Por fin, la entrada a un camino
forestal le permitió encontrar un espacio para aparcar. Una carretera estrecha,
llena de curvas y prácticamente sin arcén lo había llevado hasta allí, el
primero de los destinos que tenía programado.
Había llegado a la hora prevista,
así que sin perder un instante tomó el libro y, con la
seguridad de quién sabe a dónde va, caminó por un sendero polvoriento y
pedregoso. El viento azotaba con fuerza allí arriba, levantando pequeñas nubes
de tierra y sacudiendo la vegetación en cada ráfaga, enfatizando todavía más la belleza del paisaje.
Conocía el lugar. Había estado
allí con anterioridad, pero después de leer el libro que tenía en sus manos
había decido volver y contemplarlo desde
aquella otra perspectiva que le sugería el autor. Así que después de disfrutar
un buen rato del espectáculo paisajístico, Norte de acomodó al abrigo de unas rocas y abrió el libro por la página que tenía marcada…
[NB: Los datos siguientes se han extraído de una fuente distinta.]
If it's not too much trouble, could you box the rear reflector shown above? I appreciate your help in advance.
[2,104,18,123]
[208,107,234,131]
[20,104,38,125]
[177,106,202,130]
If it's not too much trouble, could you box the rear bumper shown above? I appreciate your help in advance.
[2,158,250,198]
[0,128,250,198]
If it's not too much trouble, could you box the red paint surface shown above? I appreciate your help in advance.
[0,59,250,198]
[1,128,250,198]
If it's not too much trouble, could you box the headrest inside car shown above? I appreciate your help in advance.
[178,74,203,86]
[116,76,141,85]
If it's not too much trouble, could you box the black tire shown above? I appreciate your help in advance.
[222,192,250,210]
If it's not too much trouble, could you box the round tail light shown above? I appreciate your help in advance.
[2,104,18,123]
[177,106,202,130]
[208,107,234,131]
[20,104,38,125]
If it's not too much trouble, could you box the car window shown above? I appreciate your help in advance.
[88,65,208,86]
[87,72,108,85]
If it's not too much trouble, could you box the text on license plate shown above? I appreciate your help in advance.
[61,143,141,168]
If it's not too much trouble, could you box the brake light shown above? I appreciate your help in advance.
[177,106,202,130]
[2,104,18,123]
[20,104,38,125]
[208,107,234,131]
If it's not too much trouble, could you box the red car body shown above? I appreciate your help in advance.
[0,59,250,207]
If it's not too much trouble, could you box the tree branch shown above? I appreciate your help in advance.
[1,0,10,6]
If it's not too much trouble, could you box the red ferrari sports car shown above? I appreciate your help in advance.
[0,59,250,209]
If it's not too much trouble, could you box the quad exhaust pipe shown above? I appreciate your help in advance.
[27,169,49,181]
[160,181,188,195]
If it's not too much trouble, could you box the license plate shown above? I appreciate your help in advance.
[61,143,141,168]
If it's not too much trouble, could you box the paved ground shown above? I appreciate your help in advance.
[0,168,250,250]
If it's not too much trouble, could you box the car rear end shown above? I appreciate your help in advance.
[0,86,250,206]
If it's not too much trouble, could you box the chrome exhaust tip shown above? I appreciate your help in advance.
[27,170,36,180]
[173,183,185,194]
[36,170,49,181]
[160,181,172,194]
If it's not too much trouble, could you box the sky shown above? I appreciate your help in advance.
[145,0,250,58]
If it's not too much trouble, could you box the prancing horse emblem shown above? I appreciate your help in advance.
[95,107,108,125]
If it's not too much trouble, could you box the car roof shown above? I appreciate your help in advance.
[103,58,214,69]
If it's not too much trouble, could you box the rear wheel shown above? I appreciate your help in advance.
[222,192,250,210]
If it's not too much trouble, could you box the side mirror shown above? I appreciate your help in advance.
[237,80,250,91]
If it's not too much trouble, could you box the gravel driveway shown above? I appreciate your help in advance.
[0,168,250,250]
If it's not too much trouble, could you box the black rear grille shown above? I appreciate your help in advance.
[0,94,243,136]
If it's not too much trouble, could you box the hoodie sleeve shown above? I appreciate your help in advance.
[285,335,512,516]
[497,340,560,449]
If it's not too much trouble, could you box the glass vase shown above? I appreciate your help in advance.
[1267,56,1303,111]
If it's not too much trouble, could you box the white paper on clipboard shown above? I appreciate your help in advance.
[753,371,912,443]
“… Finalmente, tras una tarde llena de fotografías de lugares mágicos,
justo cuando el sol comenzaba su atropellada carrera para ocultarse tras el
horizonte, aparqué en las inmediaciones de un camino que, serpenteando durante
apenas trescientos metros por la ladera, conducía a una pequeña explanada que
me mostraba una espectacular vista de un meandro del río Sil.
Me encontraba en el mirador de Trabancas y ante mí, el río discurría
encajado entre inmensas moles graníticas, describiendo un impresionante meandro labrando a lo largo de los siglos, y
al que el agua embalsada no había logrado quitarle un ápice de belleza. Las
escarpadas laderas mostraban, enfatizadas por la luz del sol, un relieve
escarpado y agreste que hacía destacar todavía más la rala vegetación que, a
retazos, se empeñaba en crecer allí donde un puñado de tierra le dada una
oportunidad.
A pesar de conocer el lugar, seguía sobrecogiéndome como la primera vez
que lo vi. Durante un buen rato me quedé allí, absorto, dejando que mis
sentidos se impregnaran de buena parte de la mágica esencia de aquel lugar.
Quería que mis retinas captaran la fuerza de aquel paisaje. Deseaba poder
interiorizar aquella sinfonía, compuesta por el sonido del viento y de multitud
de pájaros e insectos, exenta de cualquier contaminación artificiosa de ruidos
de la civilización. Ambicionaba sentir los aromas que impregnan cada molécula
del aire que respiraba. Codiciaba poder captar con las yemas de mis dedos la
naturaleza de aquellas superficies rocosas que afloraban por dondequiera que
mirase.
Trascurrió un buen rato contemplando aquel espectáculo natural que
ningún arquitecto podría ni siquiera igualar, hasta que comenzó a
oscurecer. Calculé que apenas me quedaba media hora de luz y comencé a
fotografiar el lugar. Pero no importaba, estaba seguro de que lo había captado
de tal forma que ni siquiera los cables de una línea alta tensión que pasaba a
mi izquierda podrían interferir en el resultado final del cuadro. Casi podía
imaginarlo rematado allí sobre el caballete de mi estudio de Pontevedra.”
(La mujer que miraba las estelas
de los aviones - A. Rodríguez, 2014)
Y, como el protagonista de la novela, Norte
encendió un cigarrillo y esperó a que anocheciera lentamente.